But in my sister's brand new laptop, the coloring is all faded and yucky looking. Why is that?

Also, if you have a newer screen/monitor, can you tell me if this looks faded to you?
http://i22.tinypic.com/16lai2t.jpg
[I know it's small]

2007-10-15 18:09:43 · 3 answers · asked by meh 2 in Computers & Internet Hardware Monitors

3 answers

Short answer:

Because laptop screens are not very good.

Long answer.
colour reproduction is done by combining different levels of red green and blue light coming from the monitor. These little dots of light are so small and so close together that they look like a different colour as opposed to little red green or blue dots.

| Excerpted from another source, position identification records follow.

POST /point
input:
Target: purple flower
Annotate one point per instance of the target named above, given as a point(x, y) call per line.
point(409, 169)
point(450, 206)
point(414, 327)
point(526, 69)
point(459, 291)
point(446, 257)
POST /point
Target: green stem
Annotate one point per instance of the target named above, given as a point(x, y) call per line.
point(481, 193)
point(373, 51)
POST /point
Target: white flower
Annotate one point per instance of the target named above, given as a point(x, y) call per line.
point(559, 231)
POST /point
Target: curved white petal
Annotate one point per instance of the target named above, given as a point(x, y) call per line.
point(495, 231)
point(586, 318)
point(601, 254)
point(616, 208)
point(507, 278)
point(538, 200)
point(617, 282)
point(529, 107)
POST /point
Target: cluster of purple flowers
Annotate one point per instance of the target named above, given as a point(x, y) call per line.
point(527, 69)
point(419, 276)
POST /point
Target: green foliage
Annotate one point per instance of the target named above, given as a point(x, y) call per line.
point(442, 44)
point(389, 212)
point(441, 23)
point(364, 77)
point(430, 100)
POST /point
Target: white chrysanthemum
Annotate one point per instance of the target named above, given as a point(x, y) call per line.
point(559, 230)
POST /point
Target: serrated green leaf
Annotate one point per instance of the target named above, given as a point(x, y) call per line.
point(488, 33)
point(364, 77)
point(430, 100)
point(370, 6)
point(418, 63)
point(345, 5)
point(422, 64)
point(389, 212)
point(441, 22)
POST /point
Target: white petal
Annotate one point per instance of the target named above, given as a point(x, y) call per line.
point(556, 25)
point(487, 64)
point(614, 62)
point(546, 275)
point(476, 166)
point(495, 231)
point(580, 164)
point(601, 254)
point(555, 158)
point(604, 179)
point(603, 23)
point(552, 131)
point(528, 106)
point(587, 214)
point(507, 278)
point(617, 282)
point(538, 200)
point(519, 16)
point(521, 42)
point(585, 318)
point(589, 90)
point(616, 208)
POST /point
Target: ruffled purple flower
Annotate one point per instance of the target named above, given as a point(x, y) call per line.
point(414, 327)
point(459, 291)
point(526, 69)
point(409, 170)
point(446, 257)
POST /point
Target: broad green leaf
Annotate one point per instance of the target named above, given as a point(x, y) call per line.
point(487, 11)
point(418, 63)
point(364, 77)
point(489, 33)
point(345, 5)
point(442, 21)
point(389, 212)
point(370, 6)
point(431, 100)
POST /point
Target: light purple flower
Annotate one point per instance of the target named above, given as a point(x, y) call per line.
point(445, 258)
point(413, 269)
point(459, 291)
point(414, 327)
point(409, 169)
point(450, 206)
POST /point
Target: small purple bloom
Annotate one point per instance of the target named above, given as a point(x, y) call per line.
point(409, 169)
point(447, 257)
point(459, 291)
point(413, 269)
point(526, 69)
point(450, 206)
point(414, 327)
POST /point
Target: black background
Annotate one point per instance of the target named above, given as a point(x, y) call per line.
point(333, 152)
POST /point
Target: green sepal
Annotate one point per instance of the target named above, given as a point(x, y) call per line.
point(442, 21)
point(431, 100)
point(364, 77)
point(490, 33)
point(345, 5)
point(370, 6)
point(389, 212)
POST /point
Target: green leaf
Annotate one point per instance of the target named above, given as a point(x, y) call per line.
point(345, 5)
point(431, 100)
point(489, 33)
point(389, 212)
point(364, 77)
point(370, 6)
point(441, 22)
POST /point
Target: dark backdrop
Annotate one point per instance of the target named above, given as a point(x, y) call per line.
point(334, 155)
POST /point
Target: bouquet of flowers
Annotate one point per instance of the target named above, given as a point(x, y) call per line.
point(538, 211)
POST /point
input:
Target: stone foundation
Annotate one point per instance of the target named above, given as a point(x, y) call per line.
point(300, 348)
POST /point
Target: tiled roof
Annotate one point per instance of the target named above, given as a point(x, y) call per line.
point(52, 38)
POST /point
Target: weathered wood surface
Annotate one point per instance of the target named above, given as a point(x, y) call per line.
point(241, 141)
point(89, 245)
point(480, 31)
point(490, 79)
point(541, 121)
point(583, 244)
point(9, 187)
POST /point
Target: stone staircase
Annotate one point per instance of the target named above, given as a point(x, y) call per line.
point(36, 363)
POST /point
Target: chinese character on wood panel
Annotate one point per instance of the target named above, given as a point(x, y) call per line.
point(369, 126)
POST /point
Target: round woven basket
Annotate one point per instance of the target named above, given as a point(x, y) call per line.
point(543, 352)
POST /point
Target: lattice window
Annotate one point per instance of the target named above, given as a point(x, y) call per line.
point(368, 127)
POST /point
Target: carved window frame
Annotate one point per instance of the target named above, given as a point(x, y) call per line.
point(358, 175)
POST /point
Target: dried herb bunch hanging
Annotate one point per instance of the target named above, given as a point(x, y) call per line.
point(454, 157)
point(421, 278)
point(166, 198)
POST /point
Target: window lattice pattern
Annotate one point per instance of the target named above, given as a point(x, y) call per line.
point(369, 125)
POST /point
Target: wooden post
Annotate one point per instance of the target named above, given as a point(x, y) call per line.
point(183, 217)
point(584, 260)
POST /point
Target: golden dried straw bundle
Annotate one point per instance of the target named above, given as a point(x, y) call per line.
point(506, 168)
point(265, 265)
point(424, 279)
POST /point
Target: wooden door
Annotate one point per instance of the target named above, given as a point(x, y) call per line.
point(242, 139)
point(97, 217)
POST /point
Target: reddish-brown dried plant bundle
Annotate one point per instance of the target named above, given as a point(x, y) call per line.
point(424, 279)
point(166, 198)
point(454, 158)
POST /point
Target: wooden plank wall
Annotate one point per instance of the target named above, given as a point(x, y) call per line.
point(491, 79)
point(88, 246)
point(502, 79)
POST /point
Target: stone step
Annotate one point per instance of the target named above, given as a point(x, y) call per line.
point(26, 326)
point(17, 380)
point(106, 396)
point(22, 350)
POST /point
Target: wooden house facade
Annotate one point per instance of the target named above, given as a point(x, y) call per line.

For CRTs the light comes from a phosphor that has been mixed with other chemicals to change the colour, this is then excited with a beam of electrons to produce light. For a LCD the light comes from a bright florescent bulb and is then blocked in varying levels by the liquid crystal material and then passes though red green or blue filters to produce coloured light.

So for a CRT, you are limited by what colours you can persuade the phosphor to glow. You can not get the full range (gamut) of colours that you can see, but you can get 75% there easily.

For an LCD however you are blocking most of the light. >50% of the light is lost going through the polarizer and liquid crystal material, then you lose more light going though the filters. The more saturated you make the filters the more light you lose. So there is a trade off, you can have a bright picture, but with washed out colours, or more saturated colours available but with a dim picture. Laptop screens are the worst because for a discrete monitor you can up the power of the backlight to get a brighter picture with the more saturated filters, but a laptop is space, power and heat constrained so the panels tend to let though more light at the cost of colour reproduction and blackness.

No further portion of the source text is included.